Aminzade doesn't expect the the authorities to be quick on the draw, however. His guess is that the first action won't happen for 12- to 24 months. "The European Union along with major industries and other stakeholders knows full well that not everyone is quite ready, so to hammer an organization early on would make less of an impact."
"The first monetary penalty is sure to sting to make a point, but unlikely to be the maximum – that will come further down the road," he predicts.
6. Changing the Way You Use Data
The first hits will come for the most obvious, most tangible offenses: passwords only where there's supposed to be multi-factor authentication, or an outdated privacy policy that doesn't pass muster. Eventually, though, GDPR will force fundamental changes to business models, experts say.

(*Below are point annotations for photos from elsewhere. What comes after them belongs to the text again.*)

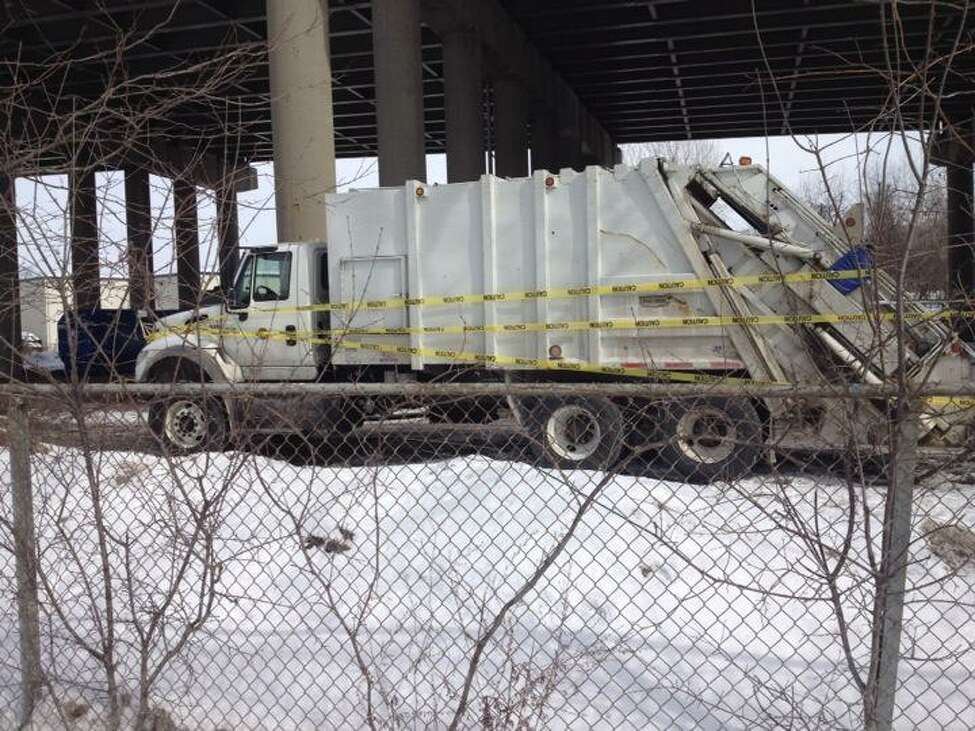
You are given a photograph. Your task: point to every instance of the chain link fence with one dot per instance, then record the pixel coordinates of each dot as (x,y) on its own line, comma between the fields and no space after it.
(483,557)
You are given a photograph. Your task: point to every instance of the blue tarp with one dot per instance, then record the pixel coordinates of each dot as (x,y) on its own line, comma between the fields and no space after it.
(107,341)
(858,259)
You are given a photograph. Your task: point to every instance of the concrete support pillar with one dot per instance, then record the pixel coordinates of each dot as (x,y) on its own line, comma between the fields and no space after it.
(544,139)
(9,283)
(187,244)
(228,234)
(961,239)
(463,91)
(301,115)
(85,272)
(570,134)
(510,128)
(138,226)
(396,51)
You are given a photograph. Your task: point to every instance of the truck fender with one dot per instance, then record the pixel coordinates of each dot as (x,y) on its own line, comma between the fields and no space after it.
(217,366)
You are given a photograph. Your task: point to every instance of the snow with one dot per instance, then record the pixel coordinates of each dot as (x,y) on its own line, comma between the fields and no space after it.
(642,623)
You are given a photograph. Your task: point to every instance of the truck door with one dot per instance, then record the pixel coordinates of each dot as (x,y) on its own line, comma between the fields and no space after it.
(262,317)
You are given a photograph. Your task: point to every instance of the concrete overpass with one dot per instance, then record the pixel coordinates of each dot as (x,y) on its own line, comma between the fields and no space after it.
(199,90)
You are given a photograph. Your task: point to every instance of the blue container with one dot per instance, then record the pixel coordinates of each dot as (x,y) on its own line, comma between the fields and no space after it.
(106,342)
(858,259)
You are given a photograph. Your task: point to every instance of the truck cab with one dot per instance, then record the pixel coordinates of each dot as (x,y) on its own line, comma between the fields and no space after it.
(246,338)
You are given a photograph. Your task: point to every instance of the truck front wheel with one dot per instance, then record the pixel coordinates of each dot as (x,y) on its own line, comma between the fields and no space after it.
(576,433)
(187,424)
(709,439)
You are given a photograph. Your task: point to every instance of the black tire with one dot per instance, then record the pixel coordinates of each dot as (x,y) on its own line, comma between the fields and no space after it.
(575,432)
(709,439)
(189,424)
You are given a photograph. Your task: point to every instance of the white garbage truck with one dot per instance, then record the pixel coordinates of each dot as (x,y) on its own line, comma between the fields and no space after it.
(651,273)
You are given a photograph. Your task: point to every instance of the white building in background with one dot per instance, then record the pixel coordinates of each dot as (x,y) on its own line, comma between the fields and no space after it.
(42,300)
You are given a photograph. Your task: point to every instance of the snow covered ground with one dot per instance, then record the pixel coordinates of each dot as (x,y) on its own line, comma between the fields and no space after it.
(673,606)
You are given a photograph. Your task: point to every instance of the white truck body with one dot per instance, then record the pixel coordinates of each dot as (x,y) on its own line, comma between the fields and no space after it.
(600,227)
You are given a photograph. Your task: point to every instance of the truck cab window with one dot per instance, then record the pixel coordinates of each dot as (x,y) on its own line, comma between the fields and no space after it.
(242,287)
(272,277)
(263,278)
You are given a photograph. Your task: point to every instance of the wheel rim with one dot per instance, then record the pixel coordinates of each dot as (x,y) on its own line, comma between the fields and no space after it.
(185,424)
(573,433)
(706,435)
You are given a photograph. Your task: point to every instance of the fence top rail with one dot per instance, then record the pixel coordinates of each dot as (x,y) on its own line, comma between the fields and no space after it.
(109,391)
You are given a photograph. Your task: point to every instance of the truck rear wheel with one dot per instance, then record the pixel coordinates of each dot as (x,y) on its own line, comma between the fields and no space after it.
(710,438)
(188,424)
(575,432)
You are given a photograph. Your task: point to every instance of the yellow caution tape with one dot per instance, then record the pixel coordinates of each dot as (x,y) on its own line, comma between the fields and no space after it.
(473,357)
(669,285)
(626,323)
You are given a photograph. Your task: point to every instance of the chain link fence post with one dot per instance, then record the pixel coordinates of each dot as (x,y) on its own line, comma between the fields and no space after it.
(891,583)
(25,549)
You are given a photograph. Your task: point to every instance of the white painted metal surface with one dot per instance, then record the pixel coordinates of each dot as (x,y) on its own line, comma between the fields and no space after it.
(598,227)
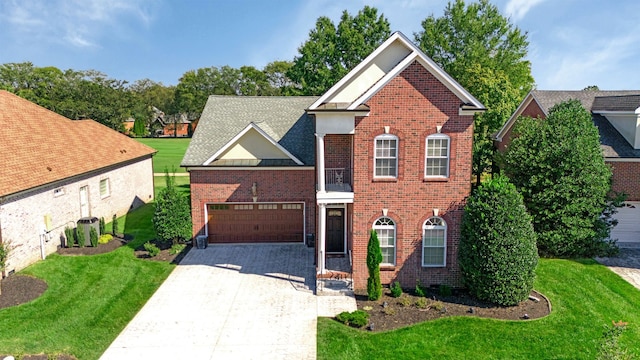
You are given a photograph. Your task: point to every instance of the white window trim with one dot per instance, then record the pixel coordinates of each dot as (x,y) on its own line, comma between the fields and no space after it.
(108,188)
(426,144)
(375,147)
(395,238)
(428,226)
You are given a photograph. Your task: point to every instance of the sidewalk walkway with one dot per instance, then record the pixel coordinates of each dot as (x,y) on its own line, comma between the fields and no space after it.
(232,302)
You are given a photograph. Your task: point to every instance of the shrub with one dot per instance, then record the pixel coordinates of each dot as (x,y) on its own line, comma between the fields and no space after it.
(69,234)
(114,225)
(358,318)
(177,248)
(172,215)
(374,258)
(152,249)
(80,237)
(105,238)
(396,289)
(558,167)
(93,237)
(497,253)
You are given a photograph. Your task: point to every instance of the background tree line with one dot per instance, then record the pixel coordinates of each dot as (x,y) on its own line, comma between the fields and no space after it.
(474,43)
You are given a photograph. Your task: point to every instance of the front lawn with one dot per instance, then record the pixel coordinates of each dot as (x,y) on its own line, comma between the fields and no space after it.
(170,152)
(585,297)
(89,299)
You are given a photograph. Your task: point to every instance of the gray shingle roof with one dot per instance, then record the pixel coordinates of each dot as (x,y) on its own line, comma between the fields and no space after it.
(283,118)
(613,144)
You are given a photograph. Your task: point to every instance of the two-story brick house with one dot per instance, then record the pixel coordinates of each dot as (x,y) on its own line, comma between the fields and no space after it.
(388,148)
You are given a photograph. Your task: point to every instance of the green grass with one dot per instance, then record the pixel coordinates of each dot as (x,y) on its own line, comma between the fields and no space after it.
(585,297)
(170,152)
(89,299)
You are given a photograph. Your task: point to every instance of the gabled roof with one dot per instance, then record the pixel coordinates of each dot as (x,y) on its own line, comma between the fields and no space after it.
(612,142)
(38,146)
(546,99)
(281,119)
(377,69)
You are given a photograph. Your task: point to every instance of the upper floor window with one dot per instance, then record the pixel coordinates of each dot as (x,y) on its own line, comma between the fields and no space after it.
(385,228)
(434,242)
(386,156)
(436,163)
(104,188)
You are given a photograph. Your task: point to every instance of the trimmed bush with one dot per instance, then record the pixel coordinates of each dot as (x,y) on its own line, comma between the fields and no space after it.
(80,237)
(69,234)
(396,289)
(105,238)
(374,258)
(152,249)
(358,318)
(93,237)
(497,253)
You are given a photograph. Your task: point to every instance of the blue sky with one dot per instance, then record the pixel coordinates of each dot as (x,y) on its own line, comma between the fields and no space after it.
(573,43)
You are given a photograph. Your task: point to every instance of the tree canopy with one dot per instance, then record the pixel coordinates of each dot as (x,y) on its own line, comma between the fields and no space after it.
(486,54)
(558,167)
(332,51)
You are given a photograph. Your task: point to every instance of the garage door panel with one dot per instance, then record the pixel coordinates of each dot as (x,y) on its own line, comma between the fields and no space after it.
(242,223)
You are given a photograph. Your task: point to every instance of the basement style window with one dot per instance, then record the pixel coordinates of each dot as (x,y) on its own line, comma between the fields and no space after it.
(386,229)
(104,188)
(434,242)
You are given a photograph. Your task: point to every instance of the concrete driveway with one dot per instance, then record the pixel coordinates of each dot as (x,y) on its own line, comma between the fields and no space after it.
(232,302)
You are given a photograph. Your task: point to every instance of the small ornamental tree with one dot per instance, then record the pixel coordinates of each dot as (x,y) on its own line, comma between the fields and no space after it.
(374,258)
(497,253)
(172,216)
(558,167)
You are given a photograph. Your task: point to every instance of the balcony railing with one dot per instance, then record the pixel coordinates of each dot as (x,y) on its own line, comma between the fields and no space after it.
(338,179)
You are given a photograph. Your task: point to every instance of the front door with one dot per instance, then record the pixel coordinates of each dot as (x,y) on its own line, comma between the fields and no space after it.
(84,201)
(335,231)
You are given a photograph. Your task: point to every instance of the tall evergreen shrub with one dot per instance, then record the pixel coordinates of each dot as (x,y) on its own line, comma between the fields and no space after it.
(497,253)
(374,258)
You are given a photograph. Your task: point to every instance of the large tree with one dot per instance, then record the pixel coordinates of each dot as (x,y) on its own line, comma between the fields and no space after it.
(472,42)
(558,167)
(332,51)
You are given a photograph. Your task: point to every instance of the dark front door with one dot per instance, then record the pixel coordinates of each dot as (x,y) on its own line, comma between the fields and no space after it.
(335,231)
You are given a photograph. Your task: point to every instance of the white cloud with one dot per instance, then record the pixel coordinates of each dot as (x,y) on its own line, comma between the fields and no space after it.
(517,9)
(75,23)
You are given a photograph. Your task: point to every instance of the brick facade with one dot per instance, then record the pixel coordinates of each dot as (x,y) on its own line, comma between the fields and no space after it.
(412,105)
(22,215)
(234,186)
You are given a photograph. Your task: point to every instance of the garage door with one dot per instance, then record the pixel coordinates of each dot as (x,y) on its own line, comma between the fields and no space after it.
(242,223)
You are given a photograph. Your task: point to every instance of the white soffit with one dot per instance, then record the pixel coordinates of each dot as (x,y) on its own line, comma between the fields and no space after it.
(236,138)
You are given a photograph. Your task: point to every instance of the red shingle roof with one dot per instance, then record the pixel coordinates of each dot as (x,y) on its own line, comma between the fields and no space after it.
(38,146)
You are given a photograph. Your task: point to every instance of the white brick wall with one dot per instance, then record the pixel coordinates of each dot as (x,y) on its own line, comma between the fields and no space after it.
(22,217)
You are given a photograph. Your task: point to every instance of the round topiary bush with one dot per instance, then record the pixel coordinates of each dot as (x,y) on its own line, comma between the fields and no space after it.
(498,254)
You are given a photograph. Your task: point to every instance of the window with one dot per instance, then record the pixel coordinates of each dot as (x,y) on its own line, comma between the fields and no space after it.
(386,156)
(436,162)
(104,188)
(434,242)
(386,230)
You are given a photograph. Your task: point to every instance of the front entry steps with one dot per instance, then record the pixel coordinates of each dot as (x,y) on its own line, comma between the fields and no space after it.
(334,283)
(337,279)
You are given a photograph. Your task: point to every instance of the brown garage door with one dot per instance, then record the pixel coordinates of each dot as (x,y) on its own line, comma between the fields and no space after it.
(268,222)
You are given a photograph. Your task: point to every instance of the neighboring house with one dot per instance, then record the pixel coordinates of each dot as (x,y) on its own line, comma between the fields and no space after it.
(388,148)
(56,171)
(177,125)
(616,114)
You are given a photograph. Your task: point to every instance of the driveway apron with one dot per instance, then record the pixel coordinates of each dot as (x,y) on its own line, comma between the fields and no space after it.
(232,302)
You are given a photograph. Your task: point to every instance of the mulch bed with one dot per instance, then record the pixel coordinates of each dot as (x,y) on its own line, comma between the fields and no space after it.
(390,313)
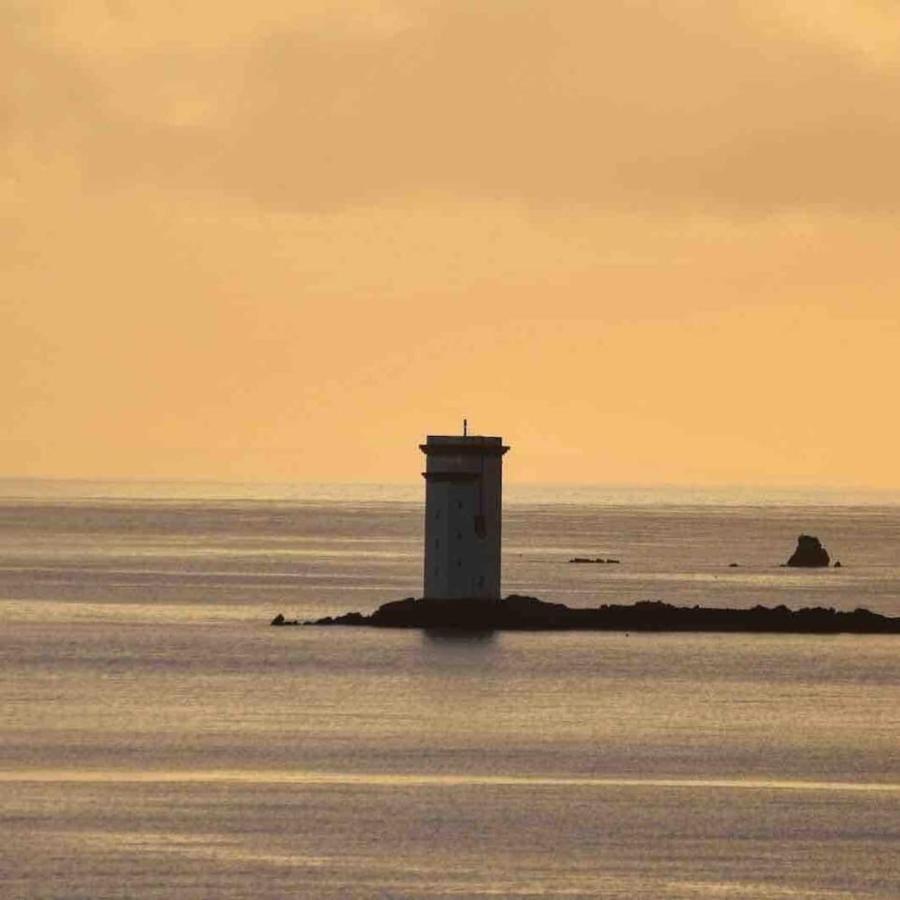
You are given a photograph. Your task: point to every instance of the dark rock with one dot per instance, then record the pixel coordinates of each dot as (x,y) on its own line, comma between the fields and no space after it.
(598,561)
(809,553)
(518,613)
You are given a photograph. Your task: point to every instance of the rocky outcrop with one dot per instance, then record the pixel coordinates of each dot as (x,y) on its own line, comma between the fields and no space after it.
(517,613)
(809,553)
(598,561)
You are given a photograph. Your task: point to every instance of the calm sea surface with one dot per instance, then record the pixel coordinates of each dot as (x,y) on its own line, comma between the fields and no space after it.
(159,739)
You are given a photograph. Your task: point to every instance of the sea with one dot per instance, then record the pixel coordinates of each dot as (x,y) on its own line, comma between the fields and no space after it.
(160,739)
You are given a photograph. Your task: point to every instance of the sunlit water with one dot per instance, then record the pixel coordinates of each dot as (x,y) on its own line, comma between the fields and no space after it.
(159,739)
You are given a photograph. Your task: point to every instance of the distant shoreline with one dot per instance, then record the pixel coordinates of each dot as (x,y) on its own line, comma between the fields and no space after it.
(518,613)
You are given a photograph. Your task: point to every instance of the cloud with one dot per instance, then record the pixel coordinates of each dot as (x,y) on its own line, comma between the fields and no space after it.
(617,105)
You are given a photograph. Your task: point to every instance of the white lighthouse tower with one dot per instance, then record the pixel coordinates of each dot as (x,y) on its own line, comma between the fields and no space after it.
(463,494)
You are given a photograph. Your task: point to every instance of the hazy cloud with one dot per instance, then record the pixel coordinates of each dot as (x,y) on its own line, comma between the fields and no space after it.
(629,105)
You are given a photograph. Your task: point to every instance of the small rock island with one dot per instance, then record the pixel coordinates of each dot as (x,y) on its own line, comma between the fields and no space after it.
(809,554)
(518,613)
(463,479)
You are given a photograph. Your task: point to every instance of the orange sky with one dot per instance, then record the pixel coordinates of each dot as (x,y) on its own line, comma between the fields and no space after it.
(645,242)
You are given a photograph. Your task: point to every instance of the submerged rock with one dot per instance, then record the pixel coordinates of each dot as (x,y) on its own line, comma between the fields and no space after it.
(809,553)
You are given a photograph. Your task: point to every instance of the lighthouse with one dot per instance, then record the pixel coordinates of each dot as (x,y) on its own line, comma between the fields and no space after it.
(463,494)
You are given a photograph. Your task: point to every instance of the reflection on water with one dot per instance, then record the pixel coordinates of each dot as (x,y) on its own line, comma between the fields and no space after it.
(459,636)
(159,739)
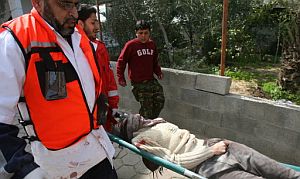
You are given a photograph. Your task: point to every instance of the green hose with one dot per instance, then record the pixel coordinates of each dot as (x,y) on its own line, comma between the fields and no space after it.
(174,167)
(159,161)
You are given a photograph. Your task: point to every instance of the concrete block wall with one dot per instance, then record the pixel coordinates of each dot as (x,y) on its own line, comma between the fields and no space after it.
(266,126)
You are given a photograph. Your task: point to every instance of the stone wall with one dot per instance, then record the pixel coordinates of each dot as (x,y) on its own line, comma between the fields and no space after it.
(201,103)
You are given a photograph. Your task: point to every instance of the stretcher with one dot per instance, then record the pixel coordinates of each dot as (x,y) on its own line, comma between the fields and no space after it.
(169,165)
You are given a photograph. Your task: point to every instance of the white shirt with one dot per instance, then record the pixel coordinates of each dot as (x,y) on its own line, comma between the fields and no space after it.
(78,158)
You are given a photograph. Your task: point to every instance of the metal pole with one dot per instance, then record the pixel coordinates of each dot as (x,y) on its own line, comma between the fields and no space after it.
(224,36)
(99,20)
(159,161)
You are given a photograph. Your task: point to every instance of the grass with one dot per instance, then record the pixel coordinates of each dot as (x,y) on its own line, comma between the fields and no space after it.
(265,76)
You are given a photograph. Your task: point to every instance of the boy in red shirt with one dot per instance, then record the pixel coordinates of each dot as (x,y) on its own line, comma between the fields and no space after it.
(142,58)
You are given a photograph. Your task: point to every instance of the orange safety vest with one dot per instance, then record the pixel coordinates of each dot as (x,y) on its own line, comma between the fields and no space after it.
(62,122)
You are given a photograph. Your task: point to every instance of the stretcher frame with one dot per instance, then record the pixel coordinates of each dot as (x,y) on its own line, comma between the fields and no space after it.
(167,164)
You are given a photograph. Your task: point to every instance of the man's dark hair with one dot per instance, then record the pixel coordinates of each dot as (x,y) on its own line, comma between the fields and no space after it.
(85,12)
(142,25)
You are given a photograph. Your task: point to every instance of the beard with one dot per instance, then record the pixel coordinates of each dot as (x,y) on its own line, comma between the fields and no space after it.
(66,28)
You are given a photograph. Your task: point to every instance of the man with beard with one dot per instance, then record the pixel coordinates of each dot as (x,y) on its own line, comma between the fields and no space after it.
(87,19)
(48,72)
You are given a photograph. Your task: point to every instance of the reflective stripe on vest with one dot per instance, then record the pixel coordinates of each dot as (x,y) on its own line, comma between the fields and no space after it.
(57,123)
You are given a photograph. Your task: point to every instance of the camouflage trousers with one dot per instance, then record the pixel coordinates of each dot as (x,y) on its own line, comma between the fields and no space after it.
(150,95)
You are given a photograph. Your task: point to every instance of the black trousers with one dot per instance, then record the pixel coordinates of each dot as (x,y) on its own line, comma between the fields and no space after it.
(102,170)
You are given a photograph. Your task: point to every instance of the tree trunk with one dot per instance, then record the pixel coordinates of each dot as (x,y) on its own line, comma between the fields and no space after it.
(168,44)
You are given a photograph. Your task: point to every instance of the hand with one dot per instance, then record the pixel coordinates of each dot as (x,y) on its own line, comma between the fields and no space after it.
(160,77)
(151,122)
(37,173)
(122,82)
(220,147)
(114,111)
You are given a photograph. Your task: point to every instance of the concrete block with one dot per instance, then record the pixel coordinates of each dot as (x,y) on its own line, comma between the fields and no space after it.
(278,134)
(253,109)
(235,122)
(179,107)
(195,97)
(218,132)
(213,83)
(293,120)
(209,117)
(172,93)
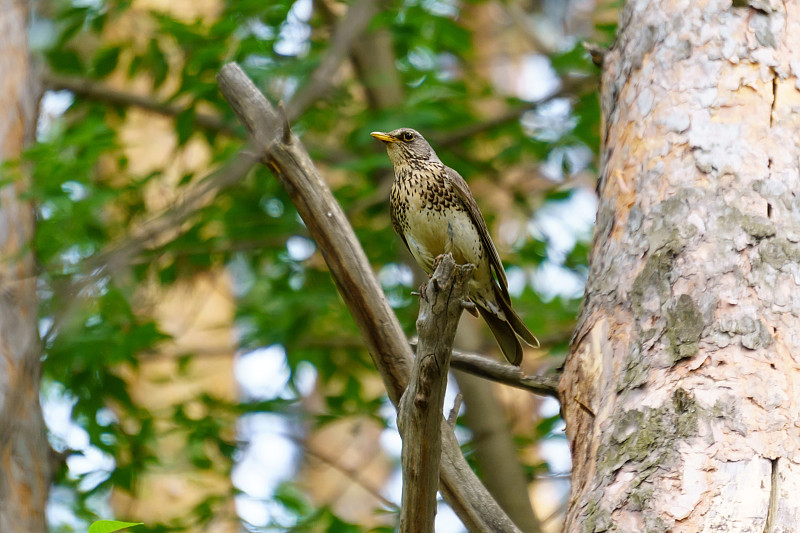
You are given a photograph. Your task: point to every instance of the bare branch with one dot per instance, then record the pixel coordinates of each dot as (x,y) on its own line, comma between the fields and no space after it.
(351,473)
(150,233)
(419,416)
(93,90)
(481,366)
(569,86)
(347,32)
(352,273)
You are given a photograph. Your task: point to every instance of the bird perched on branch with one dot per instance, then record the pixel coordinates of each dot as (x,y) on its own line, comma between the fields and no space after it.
(434,213)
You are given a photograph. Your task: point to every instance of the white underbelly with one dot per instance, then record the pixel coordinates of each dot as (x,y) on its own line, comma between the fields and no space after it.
(431,234)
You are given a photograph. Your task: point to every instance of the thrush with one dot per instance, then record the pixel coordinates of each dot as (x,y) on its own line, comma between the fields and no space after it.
(433,211)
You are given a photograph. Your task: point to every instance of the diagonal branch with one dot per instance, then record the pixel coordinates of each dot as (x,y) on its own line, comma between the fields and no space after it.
(346,33)
(481,366)
(92,90)
(167,223)
(352,273)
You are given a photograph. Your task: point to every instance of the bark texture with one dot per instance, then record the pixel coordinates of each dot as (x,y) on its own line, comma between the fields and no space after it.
(681,392)
(282,151)
(419,415)
(25,471)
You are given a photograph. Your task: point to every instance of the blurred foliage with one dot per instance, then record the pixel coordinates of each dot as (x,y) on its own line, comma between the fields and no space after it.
(87,198)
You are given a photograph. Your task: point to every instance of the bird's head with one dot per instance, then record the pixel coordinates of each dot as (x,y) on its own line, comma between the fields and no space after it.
(405,145)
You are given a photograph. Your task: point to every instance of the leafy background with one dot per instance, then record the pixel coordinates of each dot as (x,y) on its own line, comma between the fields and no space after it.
(132,124)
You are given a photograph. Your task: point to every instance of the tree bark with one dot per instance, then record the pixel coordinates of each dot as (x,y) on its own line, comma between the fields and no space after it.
(419,414)
(681,391)
(25,472)
(288,159)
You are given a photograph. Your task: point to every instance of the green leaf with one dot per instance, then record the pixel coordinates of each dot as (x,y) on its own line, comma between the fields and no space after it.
(109,526)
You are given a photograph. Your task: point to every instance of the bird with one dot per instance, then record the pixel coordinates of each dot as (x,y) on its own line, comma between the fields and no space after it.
(434,212)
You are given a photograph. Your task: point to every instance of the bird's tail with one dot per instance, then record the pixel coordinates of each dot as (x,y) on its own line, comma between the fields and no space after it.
(506,326)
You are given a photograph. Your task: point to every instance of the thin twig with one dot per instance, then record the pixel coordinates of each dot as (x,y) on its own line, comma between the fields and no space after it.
(481,366)
(93,90)
(346,33)
(352,474)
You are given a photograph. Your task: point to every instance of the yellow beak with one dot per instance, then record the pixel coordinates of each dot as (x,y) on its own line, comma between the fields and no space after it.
(383,136)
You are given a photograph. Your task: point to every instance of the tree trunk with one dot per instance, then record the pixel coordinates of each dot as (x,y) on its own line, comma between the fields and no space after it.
(681,392)
(25,471)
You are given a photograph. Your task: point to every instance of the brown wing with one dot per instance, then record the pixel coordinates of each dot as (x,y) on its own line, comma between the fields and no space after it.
(462,190)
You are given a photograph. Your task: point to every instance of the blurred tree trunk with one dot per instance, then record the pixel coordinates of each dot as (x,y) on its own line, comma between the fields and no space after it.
(25,471)
(680,394)
(197,311)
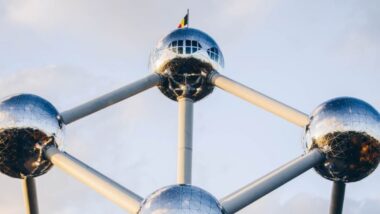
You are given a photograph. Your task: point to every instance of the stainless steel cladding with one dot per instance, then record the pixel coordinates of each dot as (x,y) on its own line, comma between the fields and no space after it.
(27,124)
(184,59)
(347,130)
(181,199)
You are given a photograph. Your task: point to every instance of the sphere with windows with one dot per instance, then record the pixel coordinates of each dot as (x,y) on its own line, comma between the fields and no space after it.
(185,58)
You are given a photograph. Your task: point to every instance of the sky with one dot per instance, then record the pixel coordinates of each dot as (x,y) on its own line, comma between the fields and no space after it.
(302,53)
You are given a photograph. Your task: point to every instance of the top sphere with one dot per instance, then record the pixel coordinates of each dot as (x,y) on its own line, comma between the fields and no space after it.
(27,124)
(347,131)
(181,199)
(184,59)
(186,43)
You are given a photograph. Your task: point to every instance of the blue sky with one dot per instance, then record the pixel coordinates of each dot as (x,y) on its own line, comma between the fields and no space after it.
(299,52)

"There has been an inordinate amount of focus on the potential fines," says Dave Lewis, global security advocate at Akamai Technologies. "The reality is that GDPR is very much a push towards ensuring the accountability of the data for which [companies] are stewards."
Cisco's Dennedy says that many businesses have more data than they can safely secure, and are coming around to the idea that they just won't collect it in the first place. Business models were encouraged by the tenet that storage is cheap, but, she says, cheap storage isn't ultimately a good thing, because it enabled more waste and created uncurated, unstructured data.
"It's kind of like that show 'Hoarders,' she says. "It's smelly in there."